As though the past year hasn’t been hard enough on small businesses, there may be more challenges around the corner for already cash-strapped business owners. The unprecedented unemployment rate caused by the COVID-19 pandemic has been a serious drain on the coffers of state unemployment insurance programs. As a result, some experts are predicting that tax increases could be in the works for small business owners.
To best understand what’s going on, let’s take a broader look at what the unemployment insurance program does, how it works and how small businesses might be able to cope moving forward.
The purpose of unemployment insurance
The unemployment insurance program in the United States was created in 1935 as part of President Franklin D. Roosevelt’s “New Deal” legislative package to deal with the Great Depression. The system has 2 objectives.
The first objective is a humanitarian one as it provides a financial safety net for workers who lose their jobs through no fault of their own.
The second objective is economic—keeping unemployed workers afloat financially so that they can continue to patronize the businesses that they and their families depend on.
How unemployment insurance works
Under this program, an employee who is laid off is typically eligible to collect benefits for 26 weeks. When times are tough, Congress and the White House routinely extend this period (such as what happened during the pandemic). The total usually amounts to about half of a worker’s regular paycheck.
The federal government oversees the administration of the program through the Department of Labor, but each state runs its own program and has its own rules regarding eligibility and benefit levels.
The funding mostly takes place at the state level. The standard unemployment tax rate for small businesses is 6 percent, although there are variations by state.
Costs of an unemployment claim
The average unemployment claim ends up costing about $4,200 in total. Every business is different, as not all businesses lay off the same amount of people. Therefore, the state sets up each business with its own unemployment insurance account. When more has to be paid out, the state has the authority to review the tax rate of an individual business and make changes to replenish the funds.
Most states use a 3-year cycle to evaluate funding levels, so a business has the opportunity to rebound from 1 abnormally bad year—something that’s particularly relevant during these uncertain times.
But don’t underestimate even the cost of a single claim.
One person making an average draw on the system can affect a business’s taxes by anywhere from $4,000 to $7,000.
What a small business owner can do
As far as the pandemic and economic lockdowns, all small business owners were pretty much stuck in the same boat with little they could do to affect the outcome. But moving forward, there are steps small businesses can take to help themselves.
For example, spouses, parents and teenage children are exempt from the unemployment insurance tax. So if you and your spouse have dreamed of working together one day, maybe now’s a time to look at taking the leap. If your retired parent wants something to do a few days a week, take them up on the offer. And if you’ve been thinking that your high school child needs to get some practical work experience, again, now may be the time.
For the rest of your staff, lowering unemployment costs is simply about getting back to the basics of smart hiring and sound human resources management.
If possible, be less regimented in what your basic requirements are for job applicants. This opens up your applicant pool to candidates with more diverse skills, something that can be invaluable when you’re in a pinch and have to make unexpected changes. Another common cost employers face is having to lay off in 1 department while hiring in another. Versatile employees can simply switch roles.

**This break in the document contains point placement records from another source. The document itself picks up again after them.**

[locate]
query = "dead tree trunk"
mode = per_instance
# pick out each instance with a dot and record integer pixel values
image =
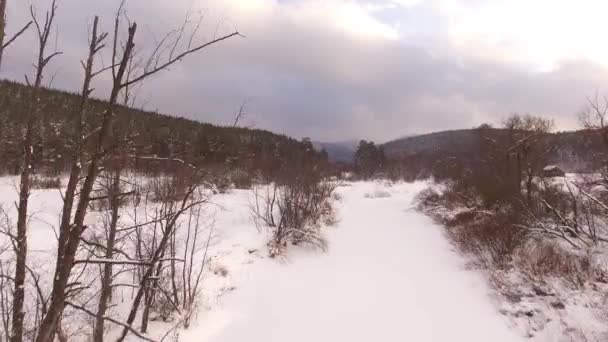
(2, 28)
(25, 179)
(106, 278)
(70, 232)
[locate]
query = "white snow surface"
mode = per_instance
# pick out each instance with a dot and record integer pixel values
(389, 275)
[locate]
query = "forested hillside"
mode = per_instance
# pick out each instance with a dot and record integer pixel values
(140, 133)
(449, 151)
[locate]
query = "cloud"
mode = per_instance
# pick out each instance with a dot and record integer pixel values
(336, 70)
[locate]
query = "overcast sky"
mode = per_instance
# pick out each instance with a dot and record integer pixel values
(337, 69)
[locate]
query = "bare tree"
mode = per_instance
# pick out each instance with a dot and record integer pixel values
(71, 229)
(526, 135)
(44, 32)
(4, 43)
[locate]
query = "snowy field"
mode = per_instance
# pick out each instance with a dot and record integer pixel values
(389, 274)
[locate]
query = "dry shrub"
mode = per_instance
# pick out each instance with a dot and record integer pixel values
(543, 258)
(241, 179)
(294, 213)
(42, 182)
(168, 188)
(491, 236)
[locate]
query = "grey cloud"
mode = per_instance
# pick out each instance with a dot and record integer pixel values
(308, 79)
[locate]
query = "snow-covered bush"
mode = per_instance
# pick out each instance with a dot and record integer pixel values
(378, 193)
(294, 213)
(42, 182)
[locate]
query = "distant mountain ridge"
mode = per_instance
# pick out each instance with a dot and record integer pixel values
(338, 152)
(573, 151)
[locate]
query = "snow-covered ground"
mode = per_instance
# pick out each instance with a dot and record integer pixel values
(388, 275)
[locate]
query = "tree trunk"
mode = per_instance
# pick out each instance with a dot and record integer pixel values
(106, 279)
(22, 210)
(2, 28)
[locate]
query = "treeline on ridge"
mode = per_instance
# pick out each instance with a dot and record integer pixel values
(153, 137)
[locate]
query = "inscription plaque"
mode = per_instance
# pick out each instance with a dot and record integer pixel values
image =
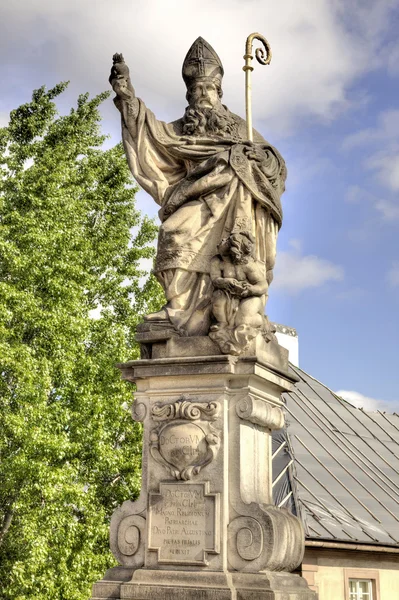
(183, 523)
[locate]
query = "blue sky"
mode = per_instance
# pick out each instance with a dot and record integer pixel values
(328, 101)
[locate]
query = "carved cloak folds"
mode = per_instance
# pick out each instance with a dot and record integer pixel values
(207, 187)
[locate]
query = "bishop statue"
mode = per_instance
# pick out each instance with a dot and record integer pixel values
(219, 197)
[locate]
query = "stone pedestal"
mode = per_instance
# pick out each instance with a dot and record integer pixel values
(204, 526)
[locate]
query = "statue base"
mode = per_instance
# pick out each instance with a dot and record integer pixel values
(205, 526)
(189, 585)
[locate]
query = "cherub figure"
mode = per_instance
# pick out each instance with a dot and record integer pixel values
(239, 296)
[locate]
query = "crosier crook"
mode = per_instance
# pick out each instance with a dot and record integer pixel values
(264, 57)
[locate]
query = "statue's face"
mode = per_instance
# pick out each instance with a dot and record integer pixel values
(204, 94)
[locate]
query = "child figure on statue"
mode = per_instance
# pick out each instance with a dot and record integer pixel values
(239, 296)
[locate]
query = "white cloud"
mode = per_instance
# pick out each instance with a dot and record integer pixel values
(389, 210)
(393, 275)
(369, 404)
(387, 129)
(385, 165)
(319, 48)
(295, 273)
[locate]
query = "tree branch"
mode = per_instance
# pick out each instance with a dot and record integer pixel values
(6, 524)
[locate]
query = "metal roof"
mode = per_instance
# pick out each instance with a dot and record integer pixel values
(337, 466)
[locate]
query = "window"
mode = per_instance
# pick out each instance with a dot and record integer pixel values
(360, 589)
(362, 584)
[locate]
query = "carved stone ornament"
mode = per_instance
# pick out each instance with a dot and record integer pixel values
(259, 412)
(127, 538)
(184, 523)
(184, 409)
(184, 447)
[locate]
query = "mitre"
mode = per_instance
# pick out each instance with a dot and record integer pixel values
(202, 63)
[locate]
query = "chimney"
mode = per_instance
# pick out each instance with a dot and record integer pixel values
(288, 338)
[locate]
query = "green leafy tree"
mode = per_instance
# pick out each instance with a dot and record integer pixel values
(69, 450)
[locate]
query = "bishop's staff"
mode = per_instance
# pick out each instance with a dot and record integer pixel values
(263, 56)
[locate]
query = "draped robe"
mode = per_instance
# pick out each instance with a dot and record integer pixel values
(206, 187)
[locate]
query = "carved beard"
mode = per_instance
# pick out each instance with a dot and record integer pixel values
(211, 121)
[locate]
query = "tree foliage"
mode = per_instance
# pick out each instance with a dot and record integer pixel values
(69, 451)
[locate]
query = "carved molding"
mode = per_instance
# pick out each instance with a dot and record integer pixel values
(248, 535)
(184, 409)
(272, 539)
(127, 538)
(139, 411)
(184, 449)
(260, 412)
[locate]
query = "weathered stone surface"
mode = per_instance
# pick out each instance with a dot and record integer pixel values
(189, 585)
(208, 516)
(220, 206)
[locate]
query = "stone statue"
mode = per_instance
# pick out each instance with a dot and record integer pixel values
(238, 299)
(208, 385)
(212, 184)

If a hire doesn’t seem to be working out, be sure that you’re not only giving the employee every chance to succeed, but that you are also documenting those efforts. If you end up in an unfortunate position where you have to fire someone, you can at least be firing them “with cause.” Depending on your state, that can protect you from having to pay unemployment benefits.
If an employee was terminated for cause, you may be in the uncomfortable position of having to contest their claim with the state. This is something that you as the business owner have every right to do.

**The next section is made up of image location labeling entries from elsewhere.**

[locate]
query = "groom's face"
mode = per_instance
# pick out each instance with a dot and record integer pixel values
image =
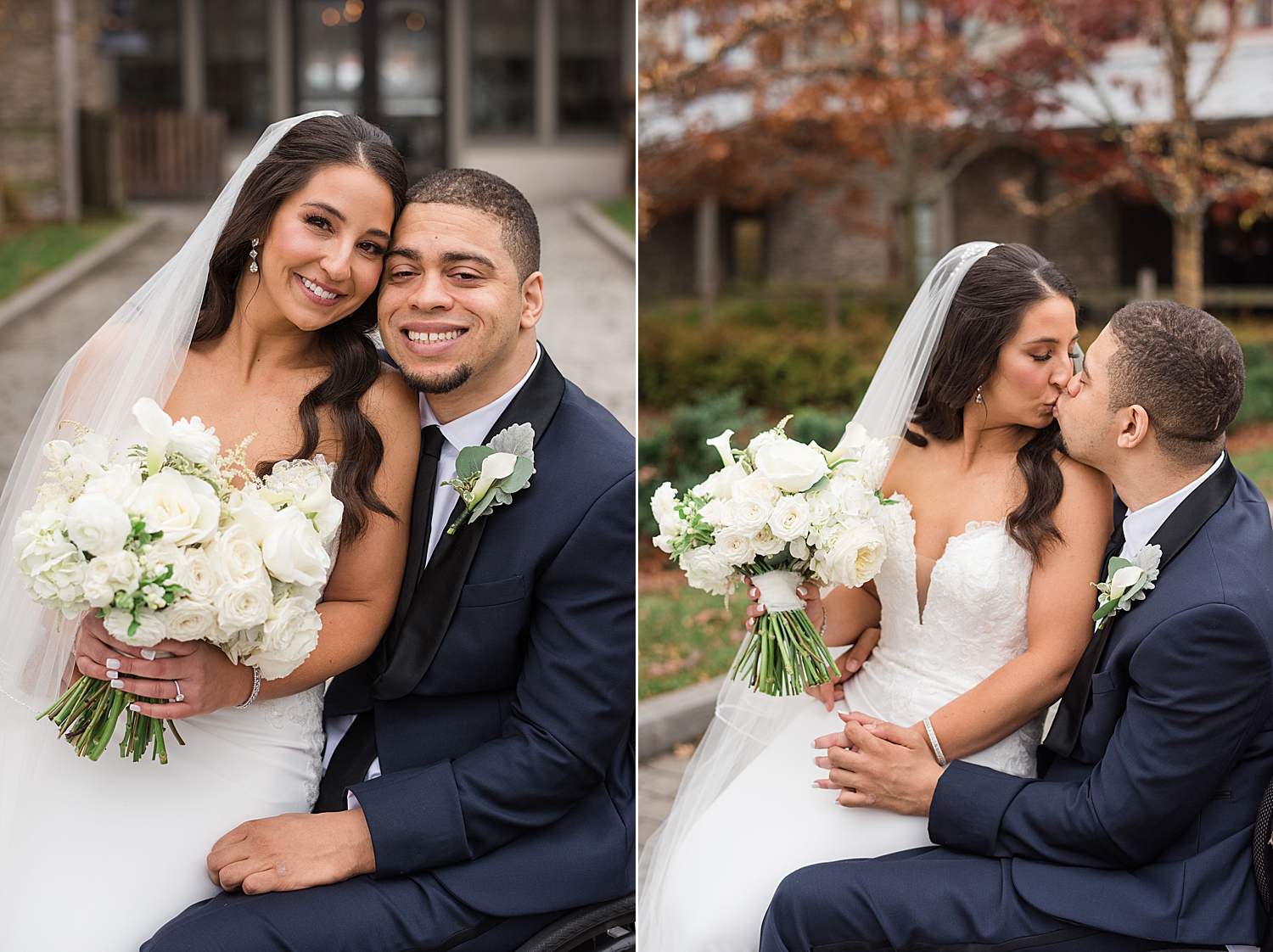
(1087, 423)
(453, 312)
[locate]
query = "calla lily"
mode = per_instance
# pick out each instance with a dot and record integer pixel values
(158, 427)
(722, 445)
(855, 438)
(496, 466)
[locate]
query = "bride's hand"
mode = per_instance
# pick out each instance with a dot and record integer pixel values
(208, 679)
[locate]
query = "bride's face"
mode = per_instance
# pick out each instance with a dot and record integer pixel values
(1034, 367)
(321, 256)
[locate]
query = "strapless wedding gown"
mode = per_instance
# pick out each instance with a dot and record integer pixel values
(109, 852)
(771, 821)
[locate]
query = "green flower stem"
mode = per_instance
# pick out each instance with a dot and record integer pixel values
(783, 656)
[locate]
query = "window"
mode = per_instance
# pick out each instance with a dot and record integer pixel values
(502, 79)
(588, 83)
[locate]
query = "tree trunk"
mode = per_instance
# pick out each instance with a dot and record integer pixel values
(1186, 259)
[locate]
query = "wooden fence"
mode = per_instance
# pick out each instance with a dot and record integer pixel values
(171, 154)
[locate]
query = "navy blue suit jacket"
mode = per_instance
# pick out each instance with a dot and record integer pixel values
(1146, 827)
(509, 769)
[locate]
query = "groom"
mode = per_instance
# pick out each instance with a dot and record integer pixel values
(1138, 832)
(480, 765)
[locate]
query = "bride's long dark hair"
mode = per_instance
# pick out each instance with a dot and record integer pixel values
(308, 147)
(985, 313)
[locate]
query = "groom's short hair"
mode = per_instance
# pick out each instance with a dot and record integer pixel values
(474, 188)
(1186, 368)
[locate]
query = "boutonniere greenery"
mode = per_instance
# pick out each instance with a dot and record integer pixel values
(489, 476)
(1125, 582)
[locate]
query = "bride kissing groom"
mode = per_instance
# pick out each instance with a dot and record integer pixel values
(1137, 832)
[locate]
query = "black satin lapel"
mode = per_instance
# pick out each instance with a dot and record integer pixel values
(433, 603)
(1173, 536)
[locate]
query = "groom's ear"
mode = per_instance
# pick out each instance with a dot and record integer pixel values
(1133, 427)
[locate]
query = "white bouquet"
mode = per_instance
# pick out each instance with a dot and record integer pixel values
(784, 513)
(162, 544)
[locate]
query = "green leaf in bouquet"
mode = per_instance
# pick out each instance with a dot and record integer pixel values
(468, 462)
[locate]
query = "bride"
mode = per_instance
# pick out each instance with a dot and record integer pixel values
(983, 603)
(257, 325)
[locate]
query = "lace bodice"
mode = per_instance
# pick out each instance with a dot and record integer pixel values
(973, 623)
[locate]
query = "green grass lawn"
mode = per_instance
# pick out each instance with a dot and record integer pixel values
(687, 636)
(31, 251)
(1259, 466)
(621, 211)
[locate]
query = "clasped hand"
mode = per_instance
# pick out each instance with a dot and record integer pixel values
(878, 764)
(206, 677)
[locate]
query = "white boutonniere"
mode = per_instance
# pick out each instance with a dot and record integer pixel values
(1128, 582)
(488, 476)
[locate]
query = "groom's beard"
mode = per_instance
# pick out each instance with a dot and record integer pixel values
(442, 384)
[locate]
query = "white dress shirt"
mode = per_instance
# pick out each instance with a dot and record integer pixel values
(468, 430)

Most employers don’t want to, since the contesting process can be time-consuming and it’s confrontational. Most small business owners aren’t hard-hearted, and they want to see the terminated employee land on their feet.
One possible way around having to contest an unemployment claim is to offer the fired employee a severance package in exchange for an agreement not to file for unemployment. It’s better for you to pay the employee directly than having the state do it, and you might find severance less costly than the time and hassle of contesting unemployment.
Small business owners know how to think creatively. Now, with the potential rise of unemployment insurance taxes, they are going to have to do it one more time.